Night fell. A seamless void. The only living things were the raven and the man’s hate. The stars wanted no part of him. Wind pressed through crags and rock fissures. He went on. Dawn came and the void relented to the intruders of a low-slung sun and a tormented man. 

The raven clacked and dove low. The man saw it and knew.  His skin warmed as if he was naked beside a fire. The raven returned to him and the man snapped its neck and dropped it to the ground. Nothing was to leave this place but the man.
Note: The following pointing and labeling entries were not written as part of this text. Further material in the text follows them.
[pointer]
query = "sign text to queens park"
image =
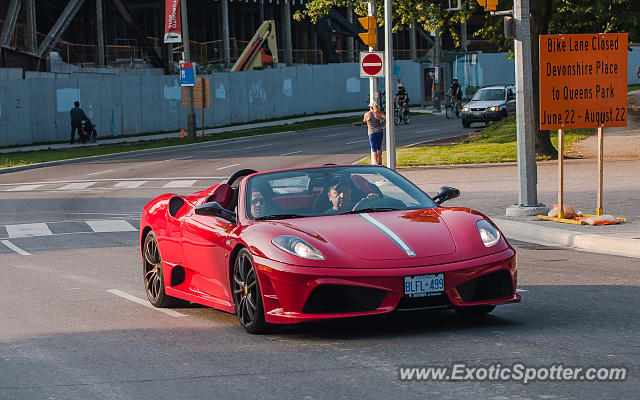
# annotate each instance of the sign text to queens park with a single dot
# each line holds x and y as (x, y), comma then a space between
(583, 80)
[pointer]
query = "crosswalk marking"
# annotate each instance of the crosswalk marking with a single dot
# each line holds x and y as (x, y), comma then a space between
(23, 188)
(27, 230)
(76, 186)
(15, 248)
(129, 184)
(110, 225)
(180, 183)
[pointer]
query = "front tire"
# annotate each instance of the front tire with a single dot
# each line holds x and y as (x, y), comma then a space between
(153, 275)
(246, 294)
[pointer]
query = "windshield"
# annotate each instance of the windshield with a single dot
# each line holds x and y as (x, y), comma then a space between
(488, 95)
(314, 192)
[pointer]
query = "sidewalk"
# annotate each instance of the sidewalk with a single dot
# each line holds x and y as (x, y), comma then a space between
(490, 189)
(102, 140)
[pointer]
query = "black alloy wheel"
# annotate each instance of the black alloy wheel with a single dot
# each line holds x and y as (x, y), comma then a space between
(246, 294)
(153, 278)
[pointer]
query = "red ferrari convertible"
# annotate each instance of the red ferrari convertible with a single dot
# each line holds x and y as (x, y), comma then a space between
(301, 244)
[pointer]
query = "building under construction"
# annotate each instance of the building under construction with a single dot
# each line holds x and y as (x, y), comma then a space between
(94, 33)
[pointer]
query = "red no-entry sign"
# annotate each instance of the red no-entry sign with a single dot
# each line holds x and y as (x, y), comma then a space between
(371, 64)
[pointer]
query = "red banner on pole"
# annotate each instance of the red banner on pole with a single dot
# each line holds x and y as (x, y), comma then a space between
(172, 28)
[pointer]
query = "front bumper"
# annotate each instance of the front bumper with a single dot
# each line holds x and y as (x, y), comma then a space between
(289, 297)
(481, 116)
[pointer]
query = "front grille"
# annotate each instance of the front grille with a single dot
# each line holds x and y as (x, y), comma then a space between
(334, 299)
(411, 303)
(486, 287)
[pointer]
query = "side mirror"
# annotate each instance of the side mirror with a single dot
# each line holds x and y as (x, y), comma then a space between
(216, 210)
(446, 193)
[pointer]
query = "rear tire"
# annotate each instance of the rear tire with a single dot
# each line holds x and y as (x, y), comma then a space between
(474, 311)
(406, 117)
(154, 277)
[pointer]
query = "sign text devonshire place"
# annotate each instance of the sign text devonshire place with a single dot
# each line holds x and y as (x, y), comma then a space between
(583, 81)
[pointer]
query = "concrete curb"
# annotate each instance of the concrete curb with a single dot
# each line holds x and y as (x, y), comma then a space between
(560, 237)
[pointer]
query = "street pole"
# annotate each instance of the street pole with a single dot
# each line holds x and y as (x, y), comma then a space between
(374, 86)
(388, 84)
(191, 115)
(527, 173)
(100, 33)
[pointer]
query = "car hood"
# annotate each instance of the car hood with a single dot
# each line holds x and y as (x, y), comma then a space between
(485, 104)
(390, 235)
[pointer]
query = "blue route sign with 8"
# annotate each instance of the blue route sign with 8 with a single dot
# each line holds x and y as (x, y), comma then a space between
(187, 74)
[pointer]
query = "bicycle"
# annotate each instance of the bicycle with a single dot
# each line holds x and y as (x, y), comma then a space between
(401, 114)
(449, 108)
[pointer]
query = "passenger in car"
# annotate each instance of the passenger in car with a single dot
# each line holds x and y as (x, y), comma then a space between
(258, 205)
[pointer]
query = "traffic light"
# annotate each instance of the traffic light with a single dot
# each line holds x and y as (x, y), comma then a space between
(369, 37)
(489, 5)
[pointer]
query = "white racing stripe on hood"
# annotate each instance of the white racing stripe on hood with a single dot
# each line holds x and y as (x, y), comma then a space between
(389, 233)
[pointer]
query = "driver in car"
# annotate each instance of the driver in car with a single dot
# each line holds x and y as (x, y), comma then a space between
(258, 206)
(340, 198)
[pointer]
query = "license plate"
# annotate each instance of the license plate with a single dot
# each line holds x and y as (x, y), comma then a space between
(423, 285)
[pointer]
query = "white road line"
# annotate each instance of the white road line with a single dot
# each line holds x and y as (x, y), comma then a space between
(228, 166)
(177, 158)
(28, 230)
(357, 141)
(101, 172)
(77, 185)
(15, 248)
(110, 225)
(255, 147)
(145, 303)
(23, 188)
(129, 184)
(180, 183)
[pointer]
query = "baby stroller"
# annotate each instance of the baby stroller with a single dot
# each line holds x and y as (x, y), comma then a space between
(89, 131)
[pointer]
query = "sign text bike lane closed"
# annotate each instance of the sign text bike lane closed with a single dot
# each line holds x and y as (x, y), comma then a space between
(583, 80)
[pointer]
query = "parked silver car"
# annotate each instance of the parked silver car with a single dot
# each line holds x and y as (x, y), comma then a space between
(490, 103)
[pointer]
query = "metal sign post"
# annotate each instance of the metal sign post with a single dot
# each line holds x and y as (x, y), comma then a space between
(583, 84)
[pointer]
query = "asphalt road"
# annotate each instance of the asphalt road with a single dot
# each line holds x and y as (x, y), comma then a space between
(75, 323)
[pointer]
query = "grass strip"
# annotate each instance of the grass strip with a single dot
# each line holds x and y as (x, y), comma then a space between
(495, 144)
(31, 157)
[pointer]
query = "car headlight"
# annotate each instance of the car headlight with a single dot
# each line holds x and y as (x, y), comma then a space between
(296, 246)
(489, 234)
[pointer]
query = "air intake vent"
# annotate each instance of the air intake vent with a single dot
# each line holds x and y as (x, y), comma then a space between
(335, 299)
(486, 287)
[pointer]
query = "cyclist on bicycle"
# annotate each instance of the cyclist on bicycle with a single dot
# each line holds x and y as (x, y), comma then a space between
(456, 93)
(402, 98)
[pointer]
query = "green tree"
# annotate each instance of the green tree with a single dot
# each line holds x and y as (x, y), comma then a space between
(547, 17)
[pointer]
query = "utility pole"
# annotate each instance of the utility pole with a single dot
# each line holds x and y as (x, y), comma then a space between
(374, 85)
(527, 169)
(100, 33)
(436, 62)
(388, 83)
(191, 115)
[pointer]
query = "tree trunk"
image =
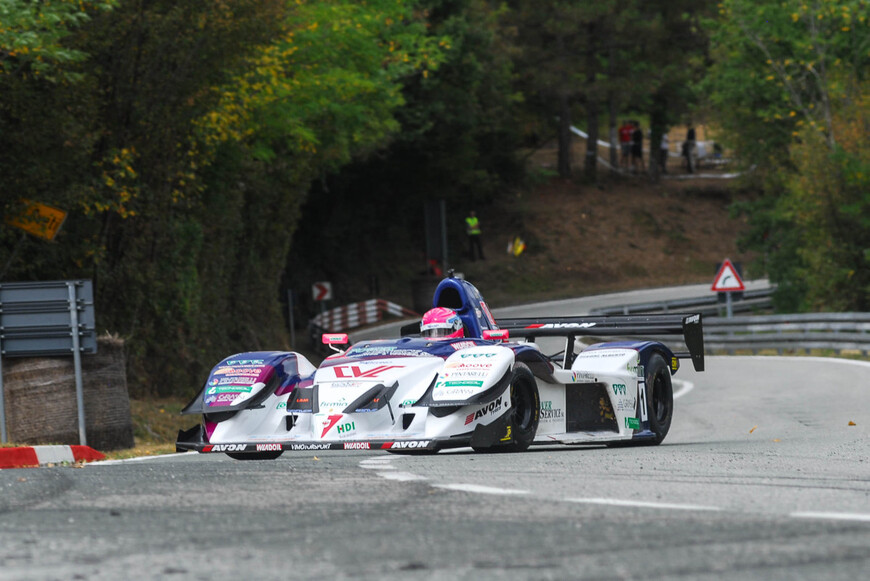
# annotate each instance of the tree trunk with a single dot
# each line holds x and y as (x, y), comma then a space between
(591, 167)
(565, 152)
(658, 120)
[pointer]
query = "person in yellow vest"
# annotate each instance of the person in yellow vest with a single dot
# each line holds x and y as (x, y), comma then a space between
(472, 228)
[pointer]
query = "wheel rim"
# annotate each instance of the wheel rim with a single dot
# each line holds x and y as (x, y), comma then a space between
(660, 402)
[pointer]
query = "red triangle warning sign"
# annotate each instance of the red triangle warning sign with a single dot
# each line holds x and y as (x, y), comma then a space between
(727, 279)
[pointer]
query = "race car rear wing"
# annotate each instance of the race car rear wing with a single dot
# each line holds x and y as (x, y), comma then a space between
(651, 326)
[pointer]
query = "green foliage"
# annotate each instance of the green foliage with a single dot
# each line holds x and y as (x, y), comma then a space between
(32, 36)
(788, 86)
(457, 142)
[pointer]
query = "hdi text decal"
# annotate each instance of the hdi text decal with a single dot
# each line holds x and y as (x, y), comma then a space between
(493, 406)
(354, 371)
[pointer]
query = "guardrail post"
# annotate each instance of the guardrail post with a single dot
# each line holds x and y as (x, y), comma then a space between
(77, 359)
(2, 405)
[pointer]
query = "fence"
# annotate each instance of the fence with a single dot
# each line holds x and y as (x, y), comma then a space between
(832, 331)
(708, 305)
(359, 314)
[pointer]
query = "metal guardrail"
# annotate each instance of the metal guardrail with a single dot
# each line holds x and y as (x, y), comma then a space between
(834, 331)
(708, 305)
(43, 319)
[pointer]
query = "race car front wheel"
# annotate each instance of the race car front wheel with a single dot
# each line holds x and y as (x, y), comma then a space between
(255, 455)
(525, 413)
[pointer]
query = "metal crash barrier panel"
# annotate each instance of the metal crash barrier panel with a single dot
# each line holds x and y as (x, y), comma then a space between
(47, 319)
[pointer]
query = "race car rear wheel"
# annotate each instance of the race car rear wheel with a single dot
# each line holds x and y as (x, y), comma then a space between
(255, 455)
(524, 415)
(659, 398)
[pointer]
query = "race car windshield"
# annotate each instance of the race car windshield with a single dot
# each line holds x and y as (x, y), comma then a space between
(438, 332)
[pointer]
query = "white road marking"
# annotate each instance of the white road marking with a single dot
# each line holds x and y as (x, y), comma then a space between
(379, 463)
(642, 504)
(833, 515)
(686, 387)
(401, 476)
(140, 459)
(477, 489)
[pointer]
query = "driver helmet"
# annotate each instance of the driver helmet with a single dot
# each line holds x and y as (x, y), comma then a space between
(441, 323)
He stood at the door on black feet. His broken fingers hung like pebbles in a sack. His skin was flush with the promise of the death he would provide. He entered the building and studied the sleeping men. The beaver and bear and wolf pelts they had stolen from him were stacked in bundles he himself wound with dried horse gut from his last mare. It stank of greed and bear grease and wood and opium smoke. A soft glow of a hearth fire was their death aura. The man pried the jaws of a bear trap open and stood above the once seen stranger that tried to burn his life away. He harbored no doubt at the man’s identity and lowered the trap to the man’s skull. He sprung it and the jaws pierced the bastard’s skull before his death chortle emerged. An axe taken from the hearth killed a second man. A Bowie knife killed the third. The same knife severed the Achilles tendons of the last man. He left him alive with smashed wrists from the blunt edge of the axe. 

The man turned lamps upside down, spilling oil on the wood floor and the straw mattresses. He pulled embers from the fire and strew them about the single room structure. The fire caught. He pulled two bear skins from a stack and stepped outside and wrapped himself in a pelt.  He sliced the second skin into strips and made covers for his feet and his head. He watched the fire engorge itself on the structure and wondered if those men had done the same while his boy suffocated on smoke and the wooden beam burned away his skin. The last man screamed at the fire's retaliation. The man turned from this destruction of men.

He walked. Wolves howled dread and he let them rejoice. Night swallowed the world. He walked. Dawn came. He returned to his boy, blanketed with crimson ice. With his good hand he scraped his boy clear of the ice. The man arranged the boy's hair and then broke a branch from the hemlock and set them on the boy’s chest in a cross. Over this he lay the bear skin and tucked it under the boy's body. The man lay beside his boy and wept. He rubbed his fingertips together beneath his blackened nostrils and breathed in the scent of spring waters, and honeysuckle.

Night came and the wolves howled dread.